Country of Origin: Czechoslovakia (Now split into the Czech Republic and Slovakia)
Average Height: Males 26 inches (65 cm), Females 24 inches (60 cm)
Average Weight: Males 57 lbs (26 kg), Females 44 lbs (20 kg)
Average Lifespan: 8-12 years
Coat: The hair is straight and close to the body; the winter and summer coats vary greatly, with both the overcoat and undercoat getting much thicker in the winter.
Colour: Yellowish-gray to silver-gray, usually with a light mask.
The Czechoslovakian Wolfdog is a relatively young breed of dog. The breed is the result of an experiment that was started in 1955, when Karel Hartl decided to cross a German Shepherd Dog with a Carpathian Wolf. At first he was simply considering the idea as a scientific experiment, but a couple years later it was decided to create a new breed of dog. The first generation of these hybrid wolfdogs was born in 1958, to a female wolf named Brita and a male German Shepherd named Cezar. The first generation of these hybrids were still quite wolf-like in both appearance and temperament. Training was very difficult, but not impossible. Once they reached adulthood, they were bred with German Shepherds, in order to decrease the proportion of “wolf blood” in the subsequent generations. By the fourth generation, the dogs could be trained much more easily, but they also had better navigational skills, night vision, hearing and sense of smell when compared to other dogs. When given endurance tests, the Czechoslovakian Wolfdog could complete a 100km long course without getting exhausted.
By 1965, the experiment was completed, and a plan for developing the Czechoslovakian Wolfdog as a breed had been laid out. Over the next couple decades, the plan was enacted, with the final addition of wolf blood to the bloodlines occurring in 1983. The breed was officially recognized by Czechoslovakian dog breeders as a national breed in 1982 and by 1989 the Fédération Cynologique Internationale (FCI) accepted the standard and began a registry for the breed. Ten years later, the breed had to prove its viability and conformity to the standard that was laid out, and has since been definitively confirmed.
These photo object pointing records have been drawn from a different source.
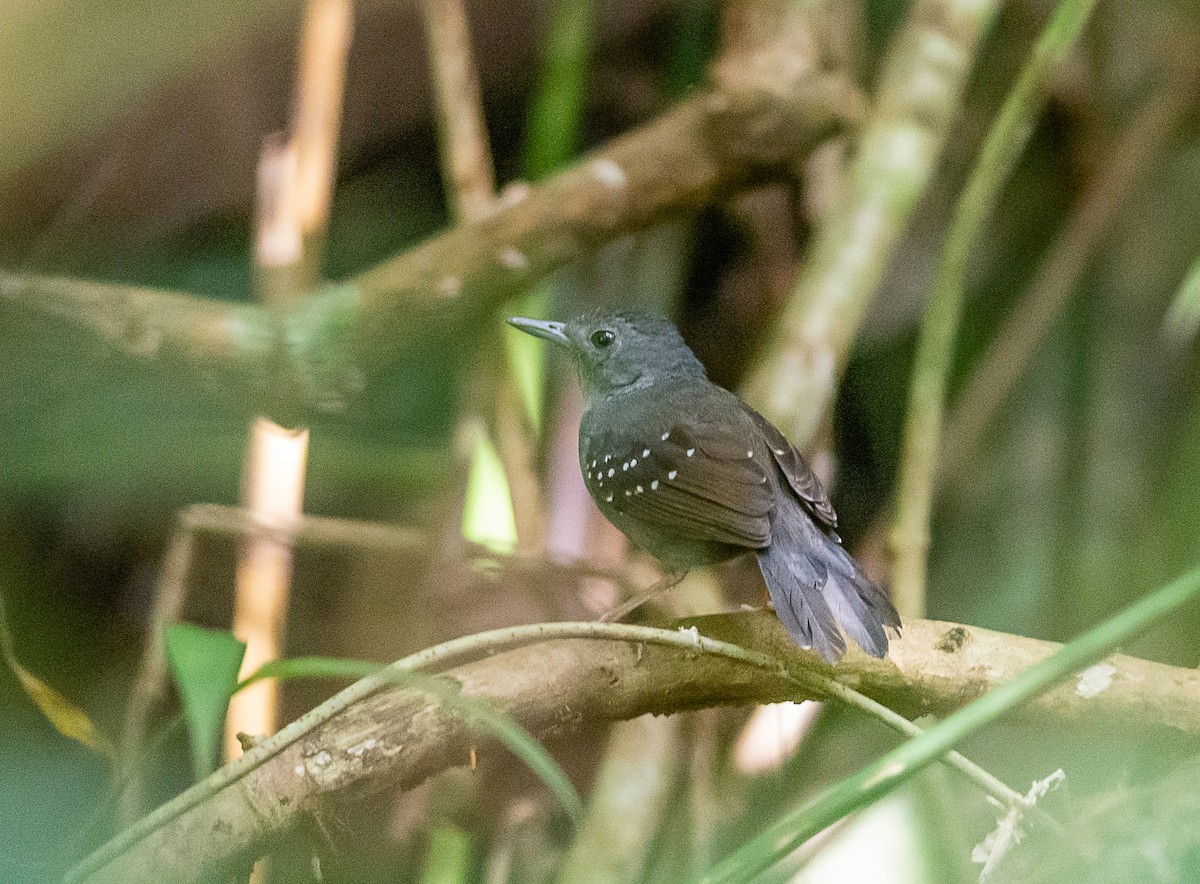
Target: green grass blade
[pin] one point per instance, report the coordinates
(897, 767)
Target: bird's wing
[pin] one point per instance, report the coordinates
(796, 469)
(695, 481)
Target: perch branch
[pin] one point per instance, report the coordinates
(376, 735)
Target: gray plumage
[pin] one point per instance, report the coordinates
(695, 476)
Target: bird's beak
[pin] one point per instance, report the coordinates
(541, 328)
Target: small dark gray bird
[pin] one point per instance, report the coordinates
(695, 476)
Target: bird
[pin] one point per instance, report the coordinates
(695, 476)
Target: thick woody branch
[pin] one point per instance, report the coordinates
(322, 350)
(399, 737)
(901, 139)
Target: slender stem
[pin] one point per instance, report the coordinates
(441, 657)
(897, 767)
(467, 167)
(997, 371)
(935, 349)
(900, 140)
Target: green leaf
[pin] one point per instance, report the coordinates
(449, 858)
(527, 355)
(66, 717)
(487, 516)
(900, 764)
(205, 665)
(479, 714)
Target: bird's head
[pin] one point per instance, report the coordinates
(618, 350)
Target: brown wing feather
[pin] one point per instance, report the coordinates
(796, 469)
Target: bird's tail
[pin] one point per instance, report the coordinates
(819, 590)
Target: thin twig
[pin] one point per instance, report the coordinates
(939, 330)
(999, 370)
(150, 683)
(317, 119)
(467, 166)
(898, 146)
(1001, 366)
(696, 684)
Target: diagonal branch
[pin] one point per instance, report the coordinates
(328, 346)
(397, 737)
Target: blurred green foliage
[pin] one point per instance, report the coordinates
(1083, 497)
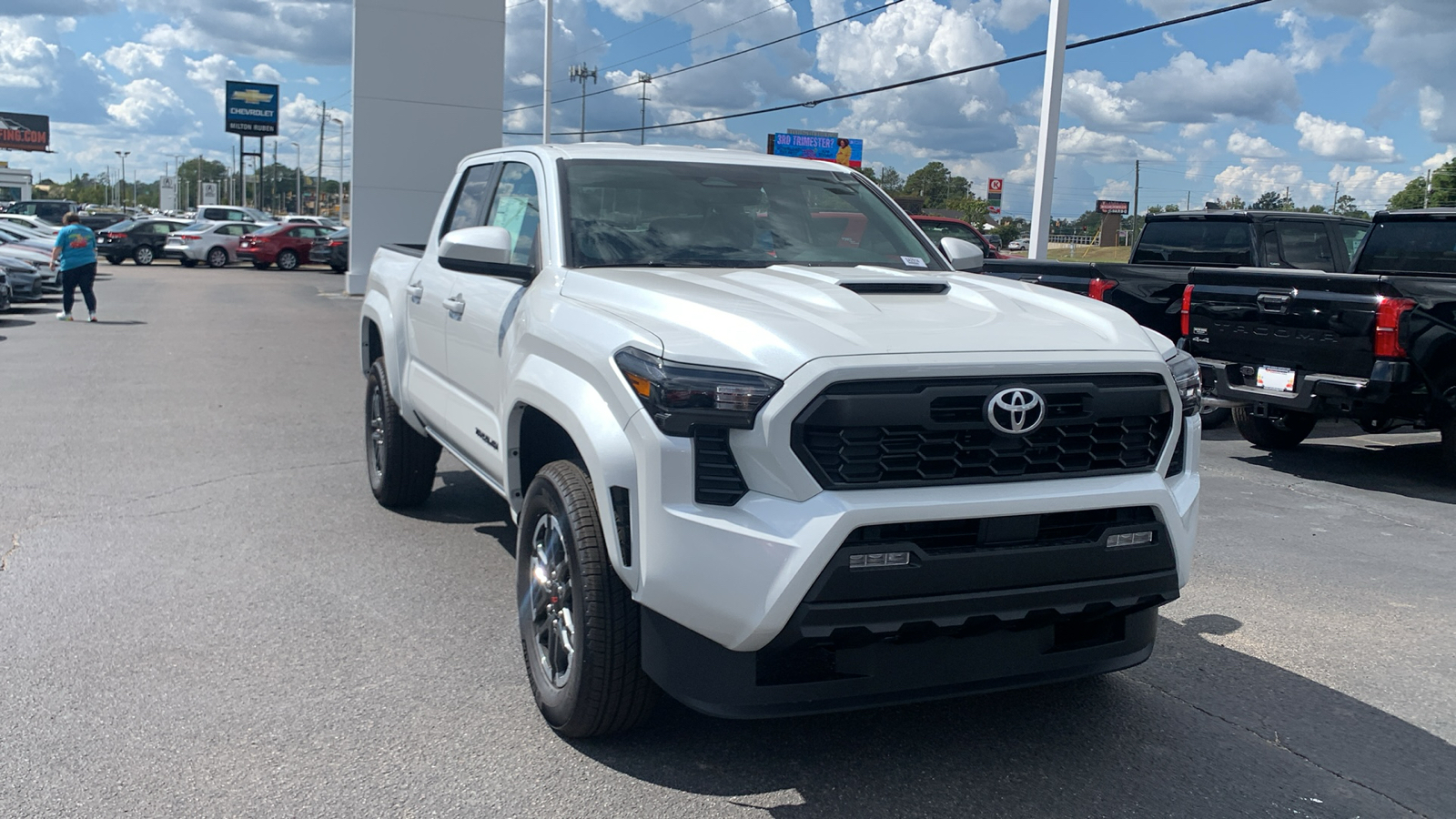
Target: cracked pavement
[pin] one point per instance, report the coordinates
(203, 612)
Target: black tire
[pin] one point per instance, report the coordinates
(1285, 430)
(400, 462)
(1215, 417)
(586, 668)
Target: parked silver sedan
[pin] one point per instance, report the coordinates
(211, 242)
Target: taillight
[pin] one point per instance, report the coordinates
(1388, 327)
(1187, 308)
(1098, 288)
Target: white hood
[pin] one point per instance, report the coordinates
(775, 319)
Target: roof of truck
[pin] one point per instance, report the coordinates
(667, 153)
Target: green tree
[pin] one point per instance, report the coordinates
(1410, 197)
(1270, 200)
(936, 186)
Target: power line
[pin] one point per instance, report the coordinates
(728, 56)
(944, 75)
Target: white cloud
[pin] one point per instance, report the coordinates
(136, 57)
(1305, 51)
(1339, 140)
(1244, 146)
(149, 104)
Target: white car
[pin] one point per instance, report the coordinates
(766, 448)
(210, 242)
(34, 223)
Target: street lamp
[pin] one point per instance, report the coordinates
(298, 181)
(124, 155)
(341, 167)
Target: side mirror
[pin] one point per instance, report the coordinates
(477, 249)
(963, 256)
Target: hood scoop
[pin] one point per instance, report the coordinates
(897, 288)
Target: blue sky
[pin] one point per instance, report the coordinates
(1293, 94)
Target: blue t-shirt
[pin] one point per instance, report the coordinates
(77, 247)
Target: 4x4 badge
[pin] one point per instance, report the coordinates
(1016, 411)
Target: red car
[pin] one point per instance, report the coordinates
(286, 245)
(938, 227)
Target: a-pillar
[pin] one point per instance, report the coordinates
(429, 84)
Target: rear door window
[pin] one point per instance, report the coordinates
(1307, 245)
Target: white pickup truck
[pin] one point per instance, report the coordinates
(769, 450)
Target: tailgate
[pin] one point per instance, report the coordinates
(1305, 321)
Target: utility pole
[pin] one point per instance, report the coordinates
(581, 73)
(1050, 121)
(551, 18)
(318, 188)
(1138, 215)
(642, 79)
(298, 181)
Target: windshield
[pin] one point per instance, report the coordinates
(1410, 247)
(936, 230)
(1194, 241)
(626, 213)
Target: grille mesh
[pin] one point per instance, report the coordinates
(906, 433)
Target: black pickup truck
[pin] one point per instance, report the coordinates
(1376, 344)
(1150, 285)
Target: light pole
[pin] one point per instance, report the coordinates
(124, 155)
(298, 181)
(341, 165)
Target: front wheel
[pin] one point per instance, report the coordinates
(580, 629)
(1285, 430)
(400, 460)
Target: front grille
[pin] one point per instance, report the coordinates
(717, 480)
(934, 431)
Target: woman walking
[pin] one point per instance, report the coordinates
(75, 254)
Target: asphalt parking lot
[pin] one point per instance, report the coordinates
(204, 612)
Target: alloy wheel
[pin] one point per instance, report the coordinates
(551, 602)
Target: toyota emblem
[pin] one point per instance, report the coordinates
(1016, 411)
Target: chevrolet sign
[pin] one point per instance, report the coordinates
(252, 109)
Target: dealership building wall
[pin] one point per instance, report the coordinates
(429, 89)
(15, 184)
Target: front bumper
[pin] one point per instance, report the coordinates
(733, 595)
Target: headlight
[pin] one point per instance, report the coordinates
(681, 397)
(1188, 380)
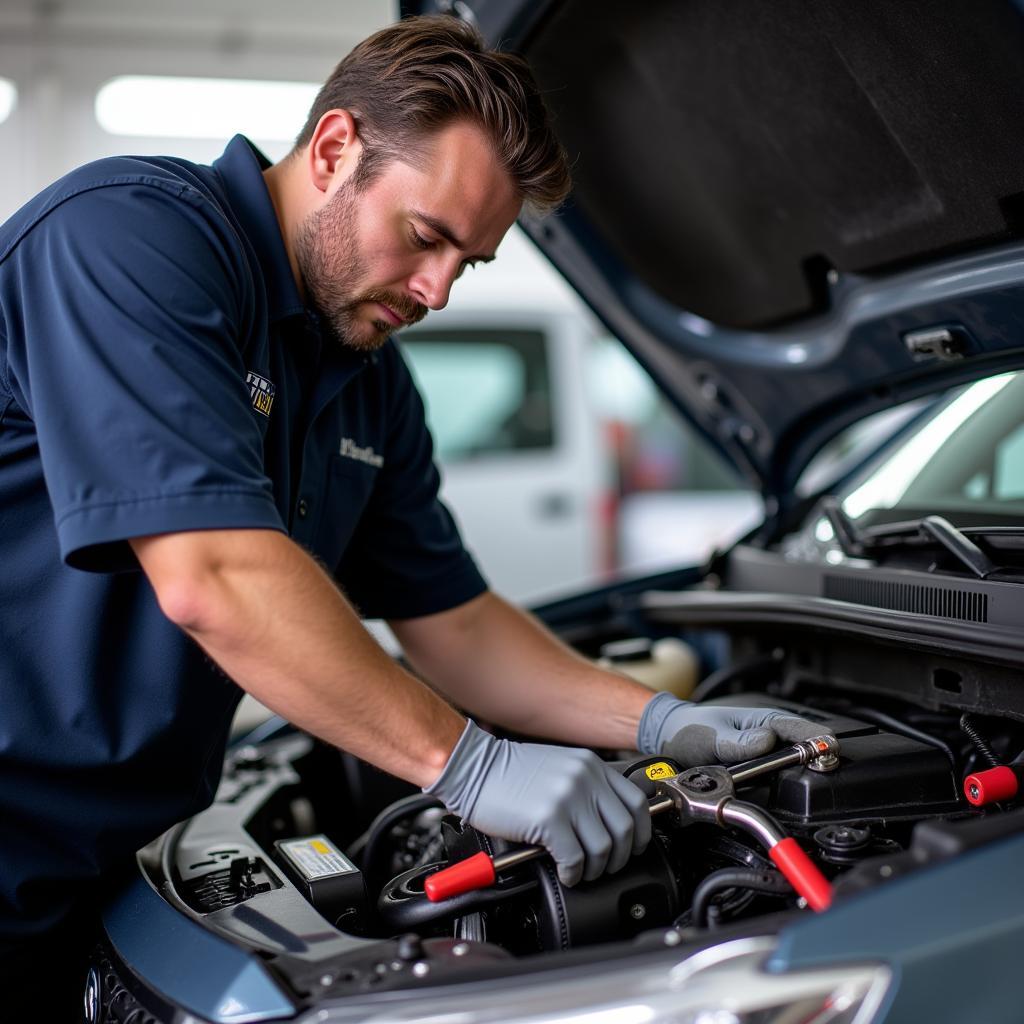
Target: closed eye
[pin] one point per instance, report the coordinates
(418, 240)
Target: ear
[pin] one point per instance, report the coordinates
(334, 151)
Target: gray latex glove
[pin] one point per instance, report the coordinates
(704, 734)
(588, 816)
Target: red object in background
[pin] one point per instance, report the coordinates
(473, 872)
(993, 784)
(802, 873)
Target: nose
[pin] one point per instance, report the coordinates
(432, 281)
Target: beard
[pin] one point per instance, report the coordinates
(327, 249)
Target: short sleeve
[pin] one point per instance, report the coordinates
(124, 307)
(407, 558)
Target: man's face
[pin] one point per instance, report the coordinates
(376, 258)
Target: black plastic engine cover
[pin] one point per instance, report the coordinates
(882, 774)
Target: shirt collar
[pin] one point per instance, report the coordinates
(240, 168)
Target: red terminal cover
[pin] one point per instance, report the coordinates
(991, 785)
(802, 873)
(473, 872)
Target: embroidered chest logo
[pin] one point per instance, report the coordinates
(350, 450)
(261, 392)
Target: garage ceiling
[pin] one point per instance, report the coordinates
(230, 25)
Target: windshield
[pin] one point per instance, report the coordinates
(966, 462)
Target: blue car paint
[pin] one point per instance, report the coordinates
(951, 932)
(188, 965)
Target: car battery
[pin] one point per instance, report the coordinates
(329, 880)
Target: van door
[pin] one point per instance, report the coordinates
(518, 450)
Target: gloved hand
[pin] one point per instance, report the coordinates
(588, 816)
(704, 734)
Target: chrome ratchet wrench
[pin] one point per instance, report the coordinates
(706, 794)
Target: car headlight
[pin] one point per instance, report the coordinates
(725, 984)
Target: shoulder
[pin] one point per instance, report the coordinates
(161, 199)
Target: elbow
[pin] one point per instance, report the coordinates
(185, 602)
(183, 581)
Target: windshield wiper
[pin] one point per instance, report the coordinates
(856, 543)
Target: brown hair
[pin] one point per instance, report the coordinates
(421, 74)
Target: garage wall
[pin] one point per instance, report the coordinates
(58, 55)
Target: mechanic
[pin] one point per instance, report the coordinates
(213, 461)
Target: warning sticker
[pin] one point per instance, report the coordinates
(317, 857)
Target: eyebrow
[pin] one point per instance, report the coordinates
(445, 232)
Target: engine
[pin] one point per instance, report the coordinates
(890, 776)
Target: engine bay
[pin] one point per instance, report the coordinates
(317, 861)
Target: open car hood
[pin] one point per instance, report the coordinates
(794, 214)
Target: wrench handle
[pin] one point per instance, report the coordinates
(473, 872)
(802, 873)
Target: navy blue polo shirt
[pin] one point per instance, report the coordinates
(159, 373)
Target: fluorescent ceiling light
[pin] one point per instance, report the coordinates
(8, 98)
(204, 108)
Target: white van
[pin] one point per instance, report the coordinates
(520, 448)
(559, 459)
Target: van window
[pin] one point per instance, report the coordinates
(486, 391)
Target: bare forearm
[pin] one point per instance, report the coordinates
(276, 625)
(502, 665)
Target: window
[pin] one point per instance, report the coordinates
(8, 98)
(204, 108)
(485, 391)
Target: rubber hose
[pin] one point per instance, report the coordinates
(734, 878)
(981, 744)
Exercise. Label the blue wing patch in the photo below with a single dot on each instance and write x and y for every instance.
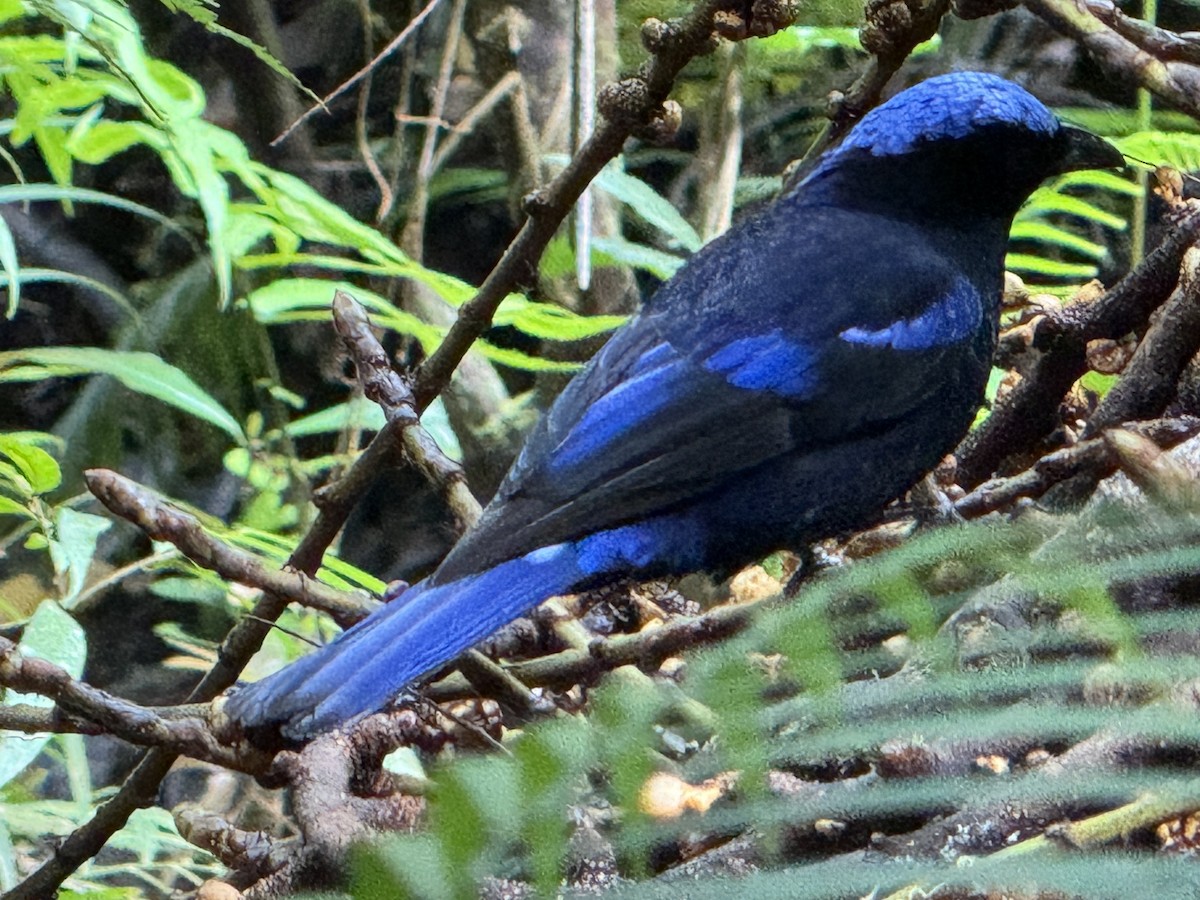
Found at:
(675, 541)
(649, 388)
(766, 363)
(953, 318)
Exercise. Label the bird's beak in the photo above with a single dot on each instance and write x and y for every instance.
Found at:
(1084, 150)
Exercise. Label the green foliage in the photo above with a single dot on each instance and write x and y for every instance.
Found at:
(1051, 222)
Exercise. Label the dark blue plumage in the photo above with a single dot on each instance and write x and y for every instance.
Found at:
(796, 376)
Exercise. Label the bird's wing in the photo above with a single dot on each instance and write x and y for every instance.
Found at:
(683, 399)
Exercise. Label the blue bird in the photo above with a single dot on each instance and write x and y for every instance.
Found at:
(797, 375)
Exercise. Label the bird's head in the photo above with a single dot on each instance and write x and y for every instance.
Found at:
(961, 145)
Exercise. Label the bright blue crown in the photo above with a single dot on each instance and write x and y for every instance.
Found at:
(949, 106)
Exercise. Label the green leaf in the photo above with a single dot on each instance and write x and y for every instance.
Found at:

Although they were initially developed for use as attack dogs by Czechoslovakian Special Forces, however they have also been used for various other activities such as Schutzhund, search and rescue, tracking, herding, agility, obedience and hunting in both Europe and the United States. Overall the Czechoslovakian Wolfdog is a very rare breed of dog. As of 2014, the majority puppies each year are registered in Italy (approx. 200), with some in the Czech Republic (approx. 100) and Slovakia (approx. 50).
FCI: Group 1, Section 1 #332
AKC: FSS (The AKC Foundational Stock Service is an optional recording service for purebred dogs that are not yet eligible for AKC registration
KC (UK): N/A
The Czechoslovakian Wolfdog is a very versatile dog, rather than specialized. They are generally quite active, lively and courageous. Shyness is considered a fault in the breed standard. The Czechoslovakian Wolfdog develops a very strong social relationship, with both the owner/trainer and the whole family; although issues can arise at times when the dog is introduced to strange animals. It is of utmost importance that the dog’s passion for hunting animals be subdued when the dog is still a pup. Socialization is extremely important for these dogs. Females can be easier to handle but both genders tend to have a rocky adolescence. They can be trained quite easily; however it is necessary to find a motivation for training. The most common pitfall is simply exhaustion from repetitive training techniques. The Czechoslovakian Wolfdog has many ways in which to express itself, but barking is unnatural for them.